Because all SS, including the overlapping region, is included in the proportion of explained variance ($R^2$) which is equal to:

$$R^2 = r_{y\hat{y}}^2$$

And:

$$\hat{y} = \beta_0 + \beta_1 x_1 + \beta_2 x_2$$

So necessarily the regression coefficients do somehow 'get' some of the overlapping SS - in fact, between them, they necessarily get all of the overlapping SS.

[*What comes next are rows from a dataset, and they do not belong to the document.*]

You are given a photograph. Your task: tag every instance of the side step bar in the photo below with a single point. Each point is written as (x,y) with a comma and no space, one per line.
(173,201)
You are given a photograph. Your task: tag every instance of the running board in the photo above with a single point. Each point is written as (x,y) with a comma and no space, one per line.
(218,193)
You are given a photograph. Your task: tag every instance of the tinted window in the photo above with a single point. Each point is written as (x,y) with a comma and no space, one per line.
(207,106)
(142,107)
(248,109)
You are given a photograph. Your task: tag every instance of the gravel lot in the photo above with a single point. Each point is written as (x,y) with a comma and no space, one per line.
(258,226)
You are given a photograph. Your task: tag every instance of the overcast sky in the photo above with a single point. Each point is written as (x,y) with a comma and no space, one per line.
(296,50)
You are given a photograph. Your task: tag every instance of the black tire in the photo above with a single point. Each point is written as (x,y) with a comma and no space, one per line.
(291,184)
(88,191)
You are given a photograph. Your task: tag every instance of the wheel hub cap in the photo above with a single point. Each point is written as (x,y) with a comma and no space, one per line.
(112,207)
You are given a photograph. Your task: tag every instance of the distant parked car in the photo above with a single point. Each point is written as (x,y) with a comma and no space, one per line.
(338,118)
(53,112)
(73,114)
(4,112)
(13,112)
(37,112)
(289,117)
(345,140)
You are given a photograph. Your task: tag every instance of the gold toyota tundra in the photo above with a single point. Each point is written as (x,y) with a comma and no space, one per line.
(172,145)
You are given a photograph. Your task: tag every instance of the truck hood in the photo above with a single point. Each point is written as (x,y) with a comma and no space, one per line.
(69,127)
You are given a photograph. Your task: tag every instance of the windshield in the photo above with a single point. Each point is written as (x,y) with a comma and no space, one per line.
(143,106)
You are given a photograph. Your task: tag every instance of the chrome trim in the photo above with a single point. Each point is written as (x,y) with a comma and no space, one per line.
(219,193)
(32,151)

This was explained in the answer to my question "https://stats.stackexchange.com/questions/323572/in-regression-analysis-how-can-r2-represent-the-total-explained-variance-if-i" - an answer that I admit is still a bit too complicated for me to understand fully. But I did take away from this answer that the $\beta$ variance matrix is virtually never diagonal - which I take to mean that the regression coefficients aren't orthogonal, and therefore do 'get' overlapping SS, which explains their covariation.

So, assuming this understanding so far is correct, this leads me to wonder: how does the software decide which predictors 'gets' which parts of the overlapping SS?

Is the overlapping SS simply divided in half? Or does the predictor with the highest bivariate correlation get it all? Or does the software play 'Eeny, meeny, miny, moe'?

To ease the discussion, I've simulated some data. I created three variables: one criterion ('Y') and two predictors ('X1' and 'X2'). The two predictors are means of a number of indicators, four of which are a part of both variables to create clear overlap. This is the correlation matrix:

      Y   X1   X2
Y  1.00 0.42 0.51
X1 0.42 1.00 0.76
X2 0.51 0.76 1.00

This is a Venn Euler diagram of the variances and explained variances:

A Venn Euler diagram showing the variances and explained variances.

In a regression analysis, the regression coefficient of X1 is 0.07 and the regression coefficient of X2 is 0.46 (all variables are standardized). The regression coefficient of X2 is much larger, falsely implying that it's much more strongly associated to Y than X1 is (at least, this is the way most researchers in my field, health psychology, would interpret these regression coefficients).

So, the overlapping SS (the middle, 0.176, area) seems to get 'awarded' to X2 more than to X1; perhaps completely to X2. Why? How is this determined?